Spirituality/religion are assets that offer opportunities for a person to develop coping skills against maladaptive behaviors; contribute to the well-being of their community; establish a set of principles and values that help an individual navigate their life course and manage stressors and distress; and provide a sense of purpose, peace, and self-control. It is interesting to highlight that some mental health conditions, such as substance abuse or depression, have been associated with a lack of spiritual space in one’s life. Additionally, studies suggest a positive impact of including spiritual/religious context in treating depression, suicide, anxiety, psychotic disorders, and substance abuse. Several therapies, such as spiritually focused therapy groups, religious cognitive behavioral therapy, and spiritually augmented cognitive behavior therapy, have shown the positive impact of including a spiritual/religious component. Evidence-based medicine alone, without the other support of spirituality/religion, is incomplete in caring for patients and communities. There is a need to develop health systems that merge the best of two worlds and are centered on qualities and values such as integrity, justice, kindness, and cooperation.
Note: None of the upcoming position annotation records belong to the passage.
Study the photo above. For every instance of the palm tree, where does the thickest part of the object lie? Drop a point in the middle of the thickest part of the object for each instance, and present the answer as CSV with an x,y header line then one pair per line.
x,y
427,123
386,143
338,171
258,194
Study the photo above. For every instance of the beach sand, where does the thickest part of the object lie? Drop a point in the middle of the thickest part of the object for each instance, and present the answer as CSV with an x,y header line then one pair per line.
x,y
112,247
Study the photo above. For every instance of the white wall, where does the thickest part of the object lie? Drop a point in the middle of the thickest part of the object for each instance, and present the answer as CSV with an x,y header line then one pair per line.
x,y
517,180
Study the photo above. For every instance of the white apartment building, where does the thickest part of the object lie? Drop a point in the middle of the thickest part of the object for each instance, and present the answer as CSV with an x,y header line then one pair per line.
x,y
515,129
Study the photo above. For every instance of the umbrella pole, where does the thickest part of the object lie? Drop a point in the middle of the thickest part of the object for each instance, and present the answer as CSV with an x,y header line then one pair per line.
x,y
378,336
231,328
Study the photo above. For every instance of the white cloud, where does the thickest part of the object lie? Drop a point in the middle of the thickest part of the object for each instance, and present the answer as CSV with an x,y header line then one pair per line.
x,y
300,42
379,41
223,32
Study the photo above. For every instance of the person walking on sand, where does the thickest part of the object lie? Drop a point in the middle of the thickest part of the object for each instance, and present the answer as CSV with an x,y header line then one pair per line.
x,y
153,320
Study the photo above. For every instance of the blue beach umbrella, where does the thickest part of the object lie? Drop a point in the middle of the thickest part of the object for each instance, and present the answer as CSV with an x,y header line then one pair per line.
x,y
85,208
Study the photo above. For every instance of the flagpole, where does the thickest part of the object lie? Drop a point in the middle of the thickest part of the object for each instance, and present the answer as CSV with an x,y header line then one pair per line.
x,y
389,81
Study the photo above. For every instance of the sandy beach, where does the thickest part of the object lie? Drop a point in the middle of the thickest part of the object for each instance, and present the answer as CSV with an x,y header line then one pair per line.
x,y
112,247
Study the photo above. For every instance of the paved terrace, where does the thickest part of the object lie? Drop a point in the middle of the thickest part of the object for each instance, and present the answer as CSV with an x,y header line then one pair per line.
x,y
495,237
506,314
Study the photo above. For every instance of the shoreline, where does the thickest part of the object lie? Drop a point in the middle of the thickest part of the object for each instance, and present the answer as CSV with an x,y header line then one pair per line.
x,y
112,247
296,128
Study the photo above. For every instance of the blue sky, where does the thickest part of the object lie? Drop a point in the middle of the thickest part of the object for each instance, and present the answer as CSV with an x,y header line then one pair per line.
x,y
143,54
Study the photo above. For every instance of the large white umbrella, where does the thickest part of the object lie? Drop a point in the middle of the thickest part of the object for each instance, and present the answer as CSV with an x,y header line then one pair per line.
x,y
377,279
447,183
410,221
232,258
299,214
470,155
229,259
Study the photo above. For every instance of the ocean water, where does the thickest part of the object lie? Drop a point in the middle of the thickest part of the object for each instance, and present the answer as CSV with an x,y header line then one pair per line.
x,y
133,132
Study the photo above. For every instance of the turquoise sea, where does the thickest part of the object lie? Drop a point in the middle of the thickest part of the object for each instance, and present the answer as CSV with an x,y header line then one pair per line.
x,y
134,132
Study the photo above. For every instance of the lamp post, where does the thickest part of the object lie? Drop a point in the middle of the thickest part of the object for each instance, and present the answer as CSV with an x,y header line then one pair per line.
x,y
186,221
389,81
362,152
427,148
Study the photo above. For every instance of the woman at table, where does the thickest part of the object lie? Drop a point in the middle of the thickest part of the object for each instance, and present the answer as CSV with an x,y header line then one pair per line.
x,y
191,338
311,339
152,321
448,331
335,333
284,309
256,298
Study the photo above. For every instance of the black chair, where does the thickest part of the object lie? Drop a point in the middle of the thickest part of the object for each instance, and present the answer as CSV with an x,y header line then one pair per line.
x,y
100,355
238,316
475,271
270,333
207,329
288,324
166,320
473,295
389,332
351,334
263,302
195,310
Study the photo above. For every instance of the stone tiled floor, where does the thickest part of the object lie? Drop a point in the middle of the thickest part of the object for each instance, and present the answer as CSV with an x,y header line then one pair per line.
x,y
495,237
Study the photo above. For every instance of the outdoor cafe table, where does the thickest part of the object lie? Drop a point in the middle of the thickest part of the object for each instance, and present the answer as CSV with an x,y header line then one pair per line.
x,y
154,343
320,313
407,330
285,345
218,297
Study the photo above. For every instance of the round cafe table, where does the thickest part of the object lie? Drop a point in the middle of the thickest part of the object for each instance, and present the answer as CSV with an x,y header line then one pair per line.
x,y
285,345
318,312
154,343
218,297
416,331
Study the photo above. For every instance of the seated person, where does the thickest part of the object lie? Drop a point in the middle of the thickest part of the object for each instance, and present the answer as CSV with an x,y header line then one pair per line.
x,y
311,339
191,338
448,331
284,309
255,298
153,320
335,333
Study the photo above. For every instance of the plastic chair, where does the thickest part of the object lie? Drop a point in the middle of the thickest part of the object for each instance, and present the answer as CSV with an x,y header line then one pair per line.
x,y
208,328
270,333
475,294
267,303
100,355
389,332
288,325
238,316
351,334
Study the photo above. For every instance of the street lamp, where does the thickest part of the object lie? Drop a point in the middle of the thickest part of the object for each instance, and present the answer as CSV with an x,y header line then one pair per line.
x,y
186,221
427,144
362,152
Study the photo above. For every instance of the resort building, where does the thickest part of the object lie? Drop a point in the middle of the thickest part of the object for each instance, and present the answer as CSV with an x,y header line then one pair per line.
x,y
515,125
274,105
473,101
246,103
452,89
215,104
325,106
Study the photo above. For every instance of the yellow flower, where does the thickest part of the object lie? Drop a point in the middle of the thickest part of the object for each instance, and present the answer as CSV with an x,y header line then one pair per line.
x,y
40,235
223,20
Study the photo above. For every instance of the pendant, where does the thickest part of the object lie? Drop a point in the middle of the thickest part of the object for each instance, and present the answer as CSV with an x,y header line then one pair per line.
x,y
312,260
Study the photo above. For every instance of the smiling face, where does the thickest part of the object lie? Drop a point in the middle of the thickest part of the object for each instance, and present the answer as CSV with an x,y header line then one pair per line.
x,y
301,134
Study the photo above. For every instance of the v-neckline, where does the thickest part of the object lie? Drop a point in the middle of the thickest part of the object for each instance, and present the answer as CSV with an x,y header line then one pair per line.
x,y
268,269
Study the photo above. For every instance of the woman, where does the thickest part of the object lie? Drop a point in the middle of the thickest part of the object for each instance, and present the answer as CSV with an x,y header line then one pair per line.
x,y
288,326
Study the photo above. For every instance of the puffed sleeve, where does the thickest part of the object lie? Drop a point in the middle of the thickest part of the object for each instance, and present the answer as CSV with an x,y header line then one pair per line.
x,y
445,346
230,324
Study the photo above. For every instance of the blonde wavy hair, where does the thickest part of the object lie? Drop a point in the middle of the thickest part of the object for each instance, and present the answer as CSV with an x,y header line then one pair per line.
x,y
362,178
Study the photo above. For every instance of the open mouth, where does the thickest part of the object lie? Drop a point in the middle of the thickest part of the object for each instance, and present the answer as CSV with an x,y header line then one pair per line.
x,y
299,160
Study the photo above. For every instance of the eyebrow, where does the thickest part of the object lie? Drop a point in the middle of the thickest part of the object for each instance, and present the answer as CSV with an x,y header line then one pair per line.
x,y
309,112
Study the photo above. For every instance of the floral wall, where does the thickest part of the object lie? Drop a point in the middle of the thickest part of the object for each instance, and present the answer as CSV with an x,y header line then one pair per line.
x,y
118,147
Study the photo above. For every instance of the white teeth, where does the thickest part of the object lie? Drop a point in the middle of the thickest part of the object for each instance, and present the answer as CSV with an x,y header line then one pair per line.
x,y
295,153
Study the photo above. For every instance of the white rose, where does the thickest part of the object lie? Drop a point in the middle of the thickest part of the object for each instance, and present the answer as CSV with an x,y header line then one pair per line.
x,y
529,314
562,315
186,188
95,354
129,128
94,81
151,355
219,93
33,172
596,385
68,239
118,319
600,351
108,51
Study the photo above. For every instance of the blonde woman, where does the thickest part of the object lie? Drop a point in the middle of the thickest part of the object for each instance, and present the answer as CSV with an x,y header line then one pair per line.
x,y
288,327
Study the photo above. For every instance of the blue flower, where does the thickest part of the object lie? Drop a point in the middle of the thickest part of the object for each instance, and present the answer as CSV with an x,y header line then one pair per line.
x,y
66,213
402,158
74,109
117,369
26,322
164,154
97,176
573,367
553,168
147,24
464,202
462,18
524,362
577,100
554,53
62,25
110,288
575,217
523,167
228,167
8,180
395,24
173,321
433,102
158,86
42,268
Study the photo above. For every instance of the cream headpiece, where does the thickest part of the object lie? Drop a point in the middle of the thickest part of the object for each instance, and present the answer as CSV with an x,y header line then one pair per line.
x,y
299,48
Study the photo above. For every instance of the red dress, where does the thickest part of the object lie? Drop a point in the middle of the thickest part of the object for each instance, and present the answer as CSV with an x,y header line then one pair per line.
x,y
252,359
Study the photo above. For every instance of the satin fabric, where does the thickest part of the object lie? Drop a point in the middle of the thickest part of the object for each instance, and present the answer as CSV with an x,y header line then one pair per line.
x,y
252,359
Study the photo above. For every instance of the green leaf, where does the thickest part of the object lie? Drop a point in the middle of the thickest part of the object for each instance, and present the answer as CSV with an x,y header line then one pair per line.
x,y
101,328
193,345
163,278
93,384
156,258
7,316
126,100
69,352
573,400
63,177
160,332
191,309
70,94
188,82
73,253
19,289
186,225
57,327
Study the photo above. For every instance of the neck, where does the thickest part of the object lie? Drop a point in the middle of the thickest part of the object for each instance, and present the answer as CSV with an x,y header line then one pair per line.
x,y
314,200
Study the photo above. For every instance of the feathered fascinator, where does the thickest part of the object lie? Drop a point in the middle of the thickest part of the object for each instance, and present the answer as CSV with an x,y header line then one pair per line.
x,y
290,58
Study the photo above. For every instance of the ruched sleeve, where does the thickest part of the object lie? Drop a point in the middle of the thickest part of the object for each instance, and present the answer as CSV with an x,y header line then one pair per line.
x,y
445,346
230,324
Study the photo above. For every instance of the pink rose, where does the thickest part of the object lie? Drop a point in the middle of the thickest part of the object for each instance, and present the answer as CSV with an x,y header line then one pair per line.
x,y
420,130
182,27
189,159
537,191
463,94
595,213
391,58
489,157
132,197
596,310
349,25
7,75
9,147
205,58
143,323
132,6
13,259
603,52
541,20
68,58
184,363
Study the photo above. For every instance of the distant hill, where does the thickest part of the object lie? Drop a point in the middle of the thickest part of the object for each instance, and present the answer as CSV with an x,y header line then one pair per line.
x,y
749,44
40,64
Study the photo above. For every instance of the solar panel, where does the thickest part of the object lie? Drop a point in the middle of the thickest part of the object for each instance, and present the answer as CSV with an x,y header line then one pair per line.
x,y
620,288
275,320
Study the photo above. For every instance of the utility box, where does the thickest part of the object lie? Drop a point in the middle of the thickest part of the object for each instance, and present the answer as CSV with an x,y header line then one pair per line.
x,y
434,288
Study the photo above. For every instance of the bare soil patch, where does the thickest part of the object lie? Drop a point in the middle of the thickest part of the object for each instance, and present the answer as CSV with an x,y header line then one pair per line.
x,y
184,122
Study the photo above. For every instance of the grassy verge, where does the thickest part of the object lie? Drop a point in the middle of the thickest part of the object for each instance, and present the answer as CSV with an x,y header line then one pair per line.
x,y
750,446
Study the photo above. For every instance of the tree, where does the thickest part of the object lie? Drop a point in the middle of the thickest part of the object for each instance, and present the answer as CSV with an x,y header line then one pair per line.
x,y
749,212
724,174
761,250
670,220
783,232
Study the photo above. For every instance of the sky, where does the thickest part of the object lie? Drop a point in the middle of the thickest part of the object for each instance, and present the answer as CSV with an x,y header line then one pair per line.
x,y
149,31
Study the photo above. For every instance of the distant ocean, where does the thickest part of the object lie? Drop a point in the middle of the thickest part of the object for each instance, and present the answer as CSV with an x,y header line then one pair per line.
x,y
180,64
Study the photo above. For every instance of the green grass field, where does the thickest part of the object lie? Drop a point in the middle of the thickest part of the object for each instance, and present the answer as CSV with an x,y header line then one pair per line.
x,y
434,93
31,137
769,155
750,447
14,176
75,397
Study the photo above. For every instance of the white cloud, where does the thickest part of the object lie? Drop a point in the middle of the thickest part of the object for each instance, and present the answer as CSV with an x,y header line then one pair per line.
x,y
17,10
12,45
Attention to mental health and well-being is increasingly reported worldwide, and influential people including celebrities share their experiences and support for various mental health causes. Mental health services are integral to schools, universities, and workplaces. While such affirmative action is necessary, it is not sufficient enough to improve mental health services and incorporate spirituality/religiosity into multidisciplinary assessment and treatment. There is a need for therapists/psychiatrists to be aware of the spiritual/religious beliefs and conditions of their patients. Within psychiatry, there has been recognition and research between spiritual/religious beliefs and mental health.
If one were to envision an ideal care model, it would be an amalgamation of evidence-based medicine coupled with spiritual/religious well-being toward living a fulfilling life whether or not one has a curable or incurable health condition. This would need to dismantle the current health-care system and institutions and go back to the drawing board to design health care that matches the needs of the people with services that match those needs. Physicians may need to have uncomfortable discussions surrounding spirituality/religion and embrace the uncertainty and abstractness aspect of these constructs.